AMOK - Sois toujours mort en Eurydice
- Published in NEWS
- Be the first to comment!
« Le monde est encore rempli de rôles que nous jouons. Tant qu'il nous importe de plaire, la mort jouera aussi son jeu même s'il ne plaît point... »
– Rainer Maria Rilke, l'Expérience de la mort
AMOK - Sois toujours mort en Eurydice est l'aboutissement d'une grammaire théâtrale portée par Elizabeth Czerczuk et son matériau, les corps des comédiens-danseurs et musiciens-acteurs.
Alors qu'Eurydice s'enfonce aux enfers, Orphée sombre dans la folie face à l'irréparable perte de son amour. Tout artiste, mage ou chaman qu'il est, Orphée fait face à un espoir impossible, une quête de vie au royaume même de la mort.
Amok est un état d'esprit, celui à la limite de la résistance humaine, à la frontière de la vie et de la mort, de la folie et de la plénitude.
Pour traduire ce déséquilibre, la metteuse en scène rompt avec les dispositifs scéniques classiques et fragmente les procédés dramaturgiques narratifs.

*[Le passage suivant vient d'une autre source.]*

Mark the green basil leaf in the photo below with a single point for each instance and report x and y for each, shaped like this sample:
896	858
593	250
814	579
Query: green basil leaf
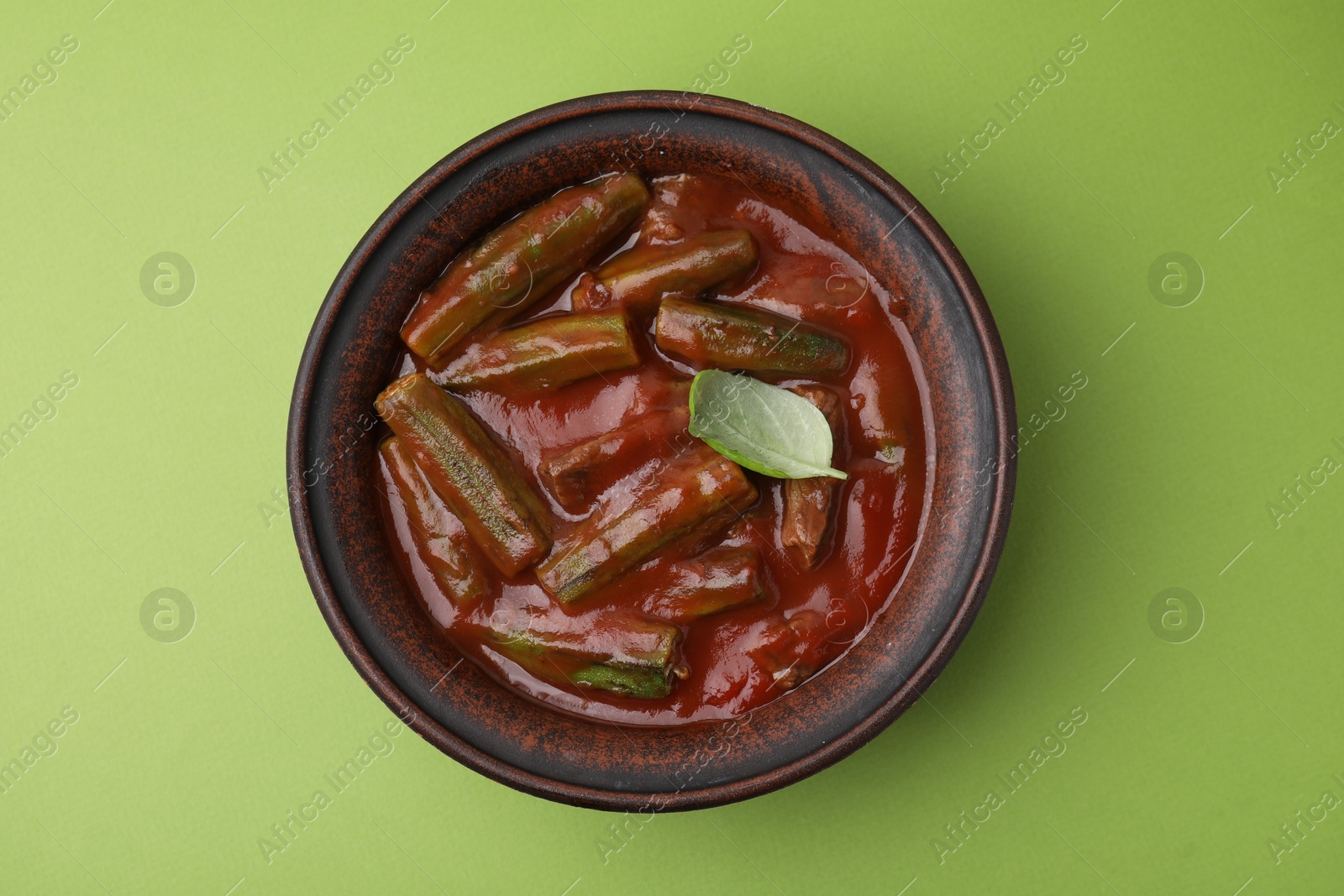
763	427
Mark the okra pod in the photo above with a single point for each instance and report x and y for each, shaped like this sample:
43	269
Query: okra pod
441	540
792	649
709	335
522	261
470	470
696	493
544	354
719	579
582	473
810	504
624	654
640	277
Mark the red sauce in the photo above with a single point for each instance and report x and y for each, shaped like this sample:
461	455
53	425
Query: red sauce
801	275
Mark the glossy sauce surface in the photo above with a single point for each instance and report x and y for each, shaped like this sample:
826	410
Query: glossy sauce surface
732	660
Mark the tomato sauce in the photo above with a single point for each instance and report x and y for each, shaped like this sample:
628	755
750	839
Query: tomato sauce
737	660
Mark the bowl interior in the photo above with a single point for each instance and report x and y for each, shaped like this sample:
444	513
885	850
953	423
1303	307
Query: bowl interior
349	360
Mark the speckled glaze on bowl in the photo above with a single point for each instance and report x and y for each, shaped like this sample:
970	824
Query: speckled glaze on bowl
503	735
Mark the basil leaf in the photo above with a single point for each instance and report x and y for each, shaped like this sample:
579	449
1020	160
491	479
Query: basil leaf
763	427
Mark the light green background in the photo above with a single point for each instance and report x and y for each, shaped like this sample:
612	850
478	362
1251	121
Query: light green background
159	466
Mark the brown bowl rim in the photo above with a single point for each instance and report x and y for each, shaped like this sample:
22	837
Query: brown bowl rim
999	383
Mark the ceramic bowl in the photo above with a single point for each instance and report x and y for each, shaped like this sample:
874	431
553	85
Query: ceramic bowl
507	736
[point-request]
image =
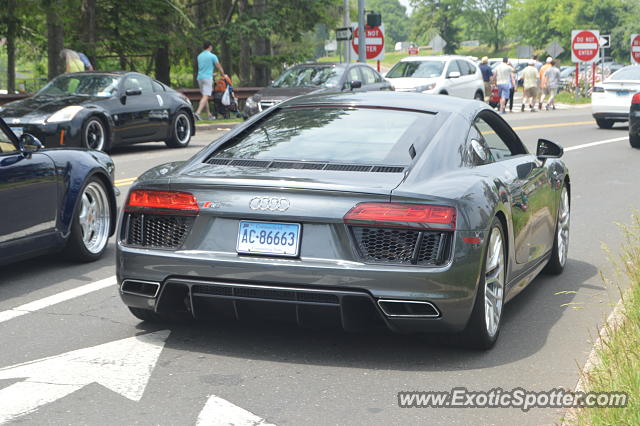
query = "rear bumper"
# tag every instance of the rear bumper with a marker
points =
(203, 284)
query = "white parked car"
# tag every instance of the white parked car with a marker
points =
(445, 75)
(611, 99)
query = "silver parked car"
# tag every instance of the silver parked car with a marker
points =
(419, 212)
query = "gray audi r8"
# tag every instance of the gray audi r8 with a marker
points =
(418, 212)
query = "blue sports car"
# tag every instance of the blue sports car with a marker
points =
(53, 199)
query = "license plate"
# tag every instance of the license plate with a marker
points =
(274, 238)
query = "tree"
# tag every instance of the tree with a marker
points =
(442, 16)
(55, 37)
(486, 17)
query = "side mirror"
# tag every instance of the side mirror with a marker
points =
(548, 149)
(29, 144)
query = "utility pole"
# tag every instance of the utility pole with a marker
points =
(362, 35)
(347, 24)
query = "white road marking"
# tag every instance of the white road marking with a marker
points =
(123, 366)
(220, 412)
(589, 145)
(56, 298)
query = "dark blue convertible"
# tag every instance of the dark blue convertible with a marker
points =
(53, 199)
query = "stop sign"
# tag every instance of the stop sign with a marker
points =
(584, 45)
(374, 42)
(635, 48)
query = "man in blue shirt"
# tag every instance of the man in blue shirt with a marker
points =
(206, 62)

Clé de voûte de l'univers théâtral d'Elizabeth Czerczuk, l'ensemble final trace une topographie immersive, mouvante, dont la houle d'habitants entraîne les spectateurs dans les désordres psycho-délirants de l'inconscient.
Les célèbres sonnets de Rilke, diffusent leur souffle mystérieux, déposant des mots énigmatiques sur des scènes à la limite du fantastique, à moins qu’elles ne soient hallucinées, creusant encore les profondeurs du mythe.
« Où est sa mort ? Vas-tu composer ce récit, avant que ta chanson ne se perde, engloutie ? Où sombre-t-elle, hors de moi ?… Presque une enfant… » – Rainer Maria Rilke




Ma nouvelle création se concentre sur une thématique extratemporelle existentielle qui touche à l’énigme de la vie et de la mort. Elle explore les frontières fluides entre elles, ainsi que les moyens par lesquels femmes et hommes, guidés par leur intuition, par leur raison et leur intelligence, font avec ces questions élémentaires. En Pologne, le courant des recherches métaphysiques est présent depuis toujours, mais c’est à l’époque du romantisme qu’il connaît son apogée, nourrissant jusqu’à aujourd’hui la conscience nationale et sociale, tout comme les vies individuelles. Ce caractère et cet esprit sont particulièrement sensibles dans les drames qui vont servir d’inspiration à mon nouveau travail de théâtre. Je voudrais rapprocher le spectateur français de cette spiritualité et de l’aura qui l’enveloppe, afin d’enrichir d’un trait polonais une identité européenne qui aujourd’hui paraît privée de vécu. Vivre ensemble une expérience élargie à de nouveaux espaces. C’est pourquoi notre Festival des Formes Radicales est cette année consacré à des recherches artistiques qui dépassent les structures formelles de l’art pour tendre vers l’idée d’une œuvre ouverte à de multiples significations, à une expérience intérieure dans la transgression, qui a été décrite par Georges Bataille et par l’un des maîtres de mon théâtre, Antonin Artaud.